Filha do ministro Luiz Fux, do Supremo Tribunal Federal, Marianna Fux tornou-se desembargadora do Tribunal de Justiça do Rio de Janeiro em março de 2016. Sua ascensão, pelo chamado “quinto constitucional” — dispositivo que reserva 20% das vagas do TJ a advogados indicados pela OAB —, ficou marcada por polêmica, articulações políticas e questionamentos sobre sua experiência profissional.
Disputa acirrada
A candidatura de Marianna foi anunciada em 2013, quando Luiz Fux começou a comunicar autoridades e lideranças do meio jurídico de que pretendia ver a filha no TJ. Governador à época, Sérgio Cabral foi o primeiro a saber. Pouco depois, a informação chegou ao então presidente da OAB-RJ, Wadih Damous.

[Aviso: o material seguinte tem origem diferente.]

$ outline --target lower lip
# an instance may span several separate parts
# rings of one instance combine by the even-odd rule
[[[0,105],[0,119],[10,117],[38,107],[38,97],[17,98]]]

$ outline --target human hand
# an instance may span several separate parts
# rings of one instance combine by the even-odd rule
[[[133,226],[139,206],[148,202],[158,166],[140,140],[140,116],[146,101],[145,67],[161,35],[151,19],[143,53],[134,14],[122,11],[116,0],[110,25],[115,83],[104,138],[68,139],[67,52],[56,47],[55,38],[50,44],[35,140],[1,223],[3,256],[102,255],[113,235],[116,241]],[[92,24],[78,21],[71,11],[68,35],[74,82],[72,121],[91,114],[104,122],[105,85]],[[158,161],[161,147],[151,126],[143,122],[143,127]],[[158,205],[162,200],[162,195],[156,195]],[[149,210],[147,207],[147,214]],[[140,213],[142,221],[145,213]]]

A vaga no tribunal é uma das mais cobiçadas da carreira: salário-base de cerca de R$ 30 mil, benefícios que podem dobrar o rendimento e prestígio no meio jurídico. Advogados fazem campanhas intensas, exibindo currículos e redes de apoio. A presença de um ministro do Supremo no processo gerou desconforto desde o início.
Contestação na OAB
Para disputar, os candidatos precisavam comprovar ao menos dez anos de prática profissional. Marianna apresentou uma carta do advogado Sérgio Bermudes — amigo de longa data do pai — atestando que ela prestava consultoria no escritório desde 2003. Conselheiros apontaram que a documentação não trazia petições ou pareceres suficientes para todos os anos exigidos. Um grupo pediu a impugnação de sua candidatura, e a disputa chegou a ser suspensa pela OAB em 2014.
Quando o processo foi retomado em 2016, metade do conselho da Ordem havia sido renovada e a votação foi convocada com prazo curto. Ao final, Marianna ficou entre os seis nomes enviados ao TJ. Na sabatina, respondeu com segurança a perguntas sobre prerrogativas da advocacia e encerrou dizendo ter enfrentado “dois anos e meio de perseguição política”.
Influência e recorde de votos
No tribunal, Marianna contou com o apoio declarado do então presidente Luiz Zveiter. Mesmo com ausências em protesto de parte dos desembargadores, obteve a maior votação já registrada para um candidato a desembargador do TJ-RJ. Poucas horas depois, o governador Luiz Fernando Pezão confirmou a nomeação. Em seguida, a Assembleia Legislativa aprovou a concessão da Medalha Tiradentes, principal honraria do Parlamento fluminense.
Uma estreia discreta
Empossada na 25ª Câmara Cível, Marianna participou das primeiras sessões como observadora, ainda insegura para relatar processos, mas recebida com simpatia pelos colegas. Entre conselhos sobre o novo Código de Processo Civil — reformulado pelo próprio pai — e conversas informais, a novata foi se adaptando à rotina.
Símbolo de um sistema
A trajetória de Marianna Fux tornou-se, para críticos, um retrato de como redes de influência e compadrio ainda moldam carreiras no Judiciário brasileiro. Para defensores, representa o direito de qualquer advogado disputar as vagas previstas em lei. Entre polêmicas e recordes, sua chegada ao TJ-RJ ilustra a combinação de bastidores políticos e tradição corporativa que ainda marca o sistema de escolhas para tribunais de segunda instância no país.